Sachsen hat sich zu einem starken Hightech-Standort entwickelt, und wir leisten unseren Beitrag, indem wir Unternehmen unterstützen, ihre Produkte und Systeme sicherer zu machen. Unser Beitrag für das Projekt liegt darin, komplexe Technologien verständlicher und hoffentlich zugänglicher zu machen. Wenn Kinder früh erleben, dass Technik etwas ist, das man selbst gestalten kann, verliert sie ihren abstrakten Charakter. Genau das ist entscheidend, damit aus Neugier später echtes Interesse werden kann.
7. Viele Startups konzentrieren sich in der Anfangsphase vor allem auf Produktentwicklung und Wachstum. Warum investieren Sie bewusst in das Thema Nachwuchsförderung?
Für junge Menschen ist es heute nicht immer einfach, eine Leidenschaft für ein Thema zu entdecken, die einen Teil oder sogar das ganze Leben begleitet. Ich finde es schade, wenn ich sehe, dass junge Menschen nicht wissen, was sie nach dem Schulabschluss machen wollen. An diesem Punkt zu unterstützen, kann Orientierung geben, oder helfen sich weiterzuentwickeln, z.B. durch ein Studium. Ich fand es schon immer wichtig jungen Menschen die Möglichkeit zu geben, sich in einem neuen Themenfeld auszuprobieren. Bei KiviCore haben wir im Prinzip sofort damit begonnen, Nachwuchstalenten Einblicke zu geben, etwa durch Praktika oder Schülerprojekte. In einem Fall ist daraus erst vor kurzem eine feste Anstellung entstanden.
8. Wenn Sie bei einem Calliope-Workshop dabei wären und ein Kind gerade sein erstes Mini-Programm selbst geschrieben hat: was würden Sie ihm in diesem Moment sagen?
Ich würde das Kind fragen, wie es sich gerade fühlt. Dieser Moment, wenn etwas zum ersten Mal funktioniert, ist etwas Besonderes. Sich dessen bewusst zu werden, ist oft viel wertvoller als jedes Lob von außen.
Mein Mitgründer Dr.
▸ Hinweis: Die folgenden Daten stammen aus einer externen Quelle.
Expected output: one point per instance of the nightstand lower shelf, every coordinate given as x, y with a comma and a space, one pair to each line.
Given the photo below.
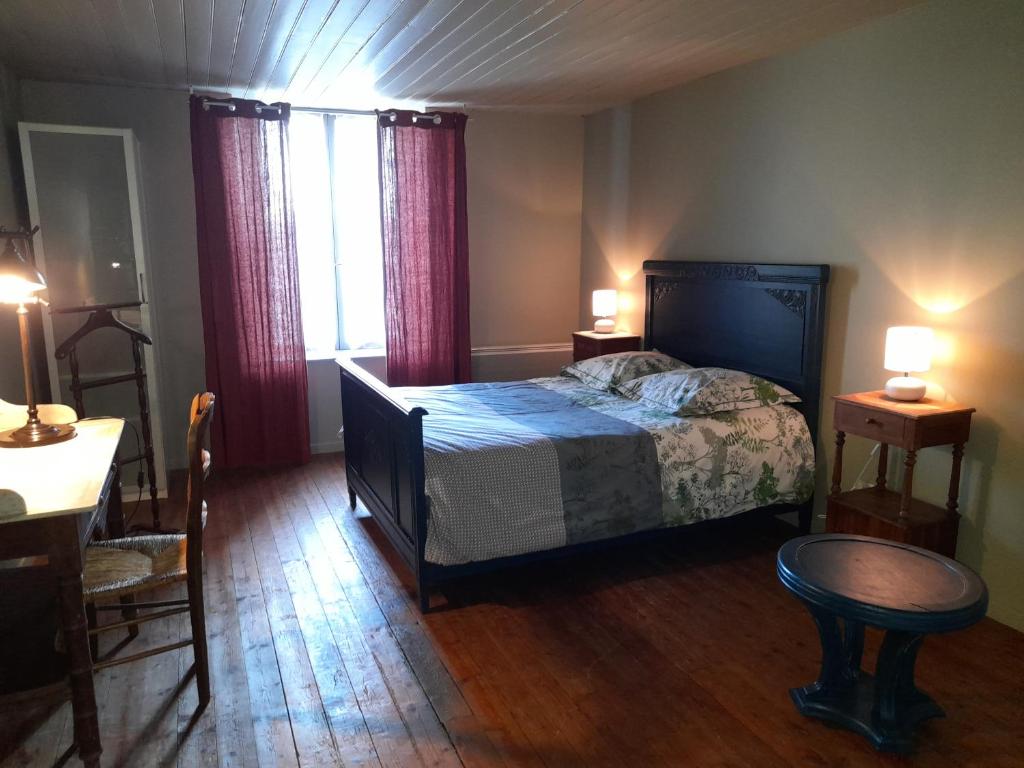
876, 512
Andreas Weder hat selbst solch einen Einstieg in die MINT-Welt erlebt: Er hat seine ersten Gehversuche an einem Robotron K8915, einem DDR 8-Bit-Rechner, gemacht. Diese frühe Erfahrung hat sein Interesse am Programmieren und Elektronik geweckt. Rückblickend zeigt sich sehr gut, wie wichtig solche ersten Berührungspunkte sind. Ganz oft ist es ein konkretes Erlebnis, das Neugier auslöst und einen Zugang zu einem Thema schafft.
Aus dieser Sicht sind frühe MINT-Angebote sehr wichtig. Sie geben Kindern die Möglichkeit, sich auszuprobieren und Technik aktiv zu erleben. Genau daraus kann sich Interesse entwickeln, das später auch die Berufswahl beeinflusst.
Herr Dr. Deicke, vielen Dank für das Gespräch und Ihr Engagement!